We had the unusual opportunity today to participate, along with representatives from all 23 of the 21st's member communities, in a visit to a small coffee farm in the town of Zimatlán that recently completed a biogas-and-sustainable-miscellany project. The project began with the collaboration of the farm's owner, Jacinto, and the 21st's agronomist-in-charge, Gerardo, to use hog waste from the farm's seven pigs to create and capture methane gas for cooking and became, over six months, a system that integrates tilapia raised on animal and food waste, vegetables irrigated with the waste water from the tilapia pond, and specific ornamental plants that provide food for the hogs. Jacinto wants the farm to be a demonstration farm for other growers interested in incorporating these sustainable and efficient farm processes, and I believe that he is the perfect person to present these ideas because he represents the average member of the 21st in income, age, indigenous background, education, and experience. I loved listening to him talk about his journey toward greater self-sufficiency on his farm and observing the visiting growers of the 21st discuss which technologies they could incorporate and how to continue improving upon the model. It's also a good reminder to me, and all of us, that these opportunities are everywhere and for everyone – this system arose out of a few good ideas and the willingness to question the traditional way of doing things.

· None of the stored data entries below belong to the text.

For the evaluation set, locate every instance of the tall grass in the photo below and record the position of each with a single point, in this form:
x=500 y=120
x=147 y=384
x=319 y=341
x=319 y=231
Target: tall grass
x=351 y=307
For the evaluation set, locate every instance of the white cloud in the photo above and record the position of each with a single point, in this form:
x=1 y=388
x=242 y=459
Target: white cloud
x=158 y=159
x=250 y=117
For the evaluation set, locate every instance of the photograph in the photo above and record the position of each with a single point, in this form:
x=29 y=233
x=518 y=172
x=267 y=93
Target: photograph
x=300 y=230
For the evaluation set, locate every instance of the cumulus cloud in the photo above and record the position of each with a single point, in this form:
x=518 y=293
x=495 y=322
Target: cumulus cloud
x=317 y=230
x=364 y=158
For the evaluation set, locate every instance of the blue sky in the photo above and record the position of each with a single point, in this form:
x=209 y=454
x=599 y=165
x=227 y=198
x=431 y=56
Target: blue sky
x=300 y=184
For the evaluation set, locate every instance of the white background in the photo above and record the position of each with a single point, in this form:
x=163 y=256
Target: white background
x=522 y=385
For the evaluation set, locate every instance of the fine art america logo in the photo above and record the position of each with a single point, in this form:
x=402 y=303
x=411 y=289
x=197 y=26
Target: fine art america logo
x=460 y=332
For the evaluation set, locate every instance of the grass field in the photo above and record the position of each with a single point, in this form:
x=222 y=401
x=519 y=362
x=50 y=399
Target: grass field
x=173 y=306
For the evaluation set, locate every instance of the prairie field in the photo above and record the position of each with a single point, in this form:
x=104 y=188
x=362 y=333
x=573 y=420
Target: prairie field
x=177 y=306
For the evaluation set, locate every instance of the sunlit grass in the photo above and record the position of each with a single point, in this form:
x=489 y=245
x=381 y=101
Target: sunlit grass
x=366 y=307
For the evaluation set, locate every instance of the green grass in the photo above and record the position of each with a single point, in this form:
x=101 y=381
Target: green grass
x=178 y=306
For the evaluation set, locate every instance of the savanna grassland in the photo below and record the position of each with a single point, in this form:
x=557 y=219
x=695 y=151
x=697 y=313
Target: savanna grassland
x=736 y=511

Tomorrow I will disappear up into the mountains for four days of farm visits, meetings with growers, and, I can only hope, more spicy and delicious tacos. Even if I didn't love the coffee and admire the co-op, I would visit the communities 21st for their food alone. I look forward to good conversations and to further strengthening Counter Culture's connection to this marvelous co-op, and please know that I am thinking of you guys and doing my best to represent Counter Culture Coffee, our customers and all of the coffee-loving consumers of the 21st's coffee while I'm here!